The new Infrastructure Act authorises access to privately-owned land, as long as it does not disturb the occupier.
Project managers may enter your property to investigate possible new infrastructure, alterations or maintenance.
A select committee changed the bill to constrain access, warning that unfettered access may be “very intrusive”.
The committee acknowledged that some officials like power meter readers needed to “come and go”. But it was not acceptable to extend that authorisation to any project manager considering building new infrastructure.
Public meetings had been told that infrastructure managers would need to seek prior consent before coming onto land, except in the case of emergency.
According to the new law, though, a right of access may be exercised “without prior notice to the occupier or owner of the land, as long as the access does not disturb the occupier, the land or vegetation on it in more than a minor way”.
Prior reasonable notice is required once the project manager is ready to actually do the construction, alterations or maintenance.

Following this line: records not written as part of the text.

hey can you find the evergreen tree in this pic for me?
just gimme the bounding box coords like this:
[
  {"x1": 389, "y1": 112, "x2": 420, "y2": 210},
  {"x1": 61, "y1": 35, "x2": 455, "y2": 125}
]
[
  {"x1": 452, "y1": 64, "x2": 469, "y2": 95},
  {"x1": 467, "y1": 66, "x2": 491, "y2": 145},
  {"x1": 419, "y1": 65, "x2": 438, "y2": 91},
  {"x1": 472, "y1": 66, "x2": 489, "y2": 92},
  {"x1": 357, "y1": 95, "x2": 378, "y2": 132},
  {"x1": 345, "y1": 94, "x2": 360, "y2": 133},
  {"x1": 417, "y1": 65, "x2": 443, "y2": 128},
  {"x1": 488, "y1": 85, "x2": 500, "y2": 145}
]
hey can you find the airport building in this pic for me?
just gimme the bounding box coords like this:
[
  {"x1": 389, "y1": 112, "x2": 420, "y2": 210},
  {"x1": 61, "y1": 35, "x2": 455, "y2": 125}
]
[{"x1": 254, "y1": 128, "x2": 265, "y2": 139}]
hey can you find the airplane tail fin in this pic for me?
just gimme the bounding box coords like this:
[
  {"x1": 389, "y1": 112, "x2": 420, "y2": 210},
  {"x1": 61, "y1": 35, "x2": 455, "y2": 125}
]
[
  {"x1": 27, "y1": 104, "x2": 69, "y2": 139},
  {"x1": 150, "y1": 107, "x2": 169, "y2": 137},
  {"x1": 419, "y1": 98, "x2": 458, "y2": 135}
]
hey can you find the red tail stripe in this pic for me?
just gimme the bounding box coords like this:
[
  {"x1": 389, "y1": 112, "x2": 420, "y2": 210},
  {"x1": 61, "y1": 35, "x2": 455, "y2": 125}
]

Parliament made some changes to the bill, in response to the select committee concerns: it inserted the caveat that infrastructure officials should not disturb the occupiers w hen they come onto the land.
Yesterday, Cook Islands News revealed that an infrastructure manager will be required to seek the agreement of the landowner to acquire their land for a public project – but if that agreement can’t be reached, they can obtain a court warrant to compulsorily acquire the land.
It comes after problems getting land access for big projects like Te Mato Vai. This led to delays in the multi-million dollar project to provide potable water to Rarotonga residents.
The court can grant the infrastructure manager whatever right or interest in the land it is satisfied is appropriate and reasonable in the circumstances, though it may also set terms and conditions and require “appropriate compensation”.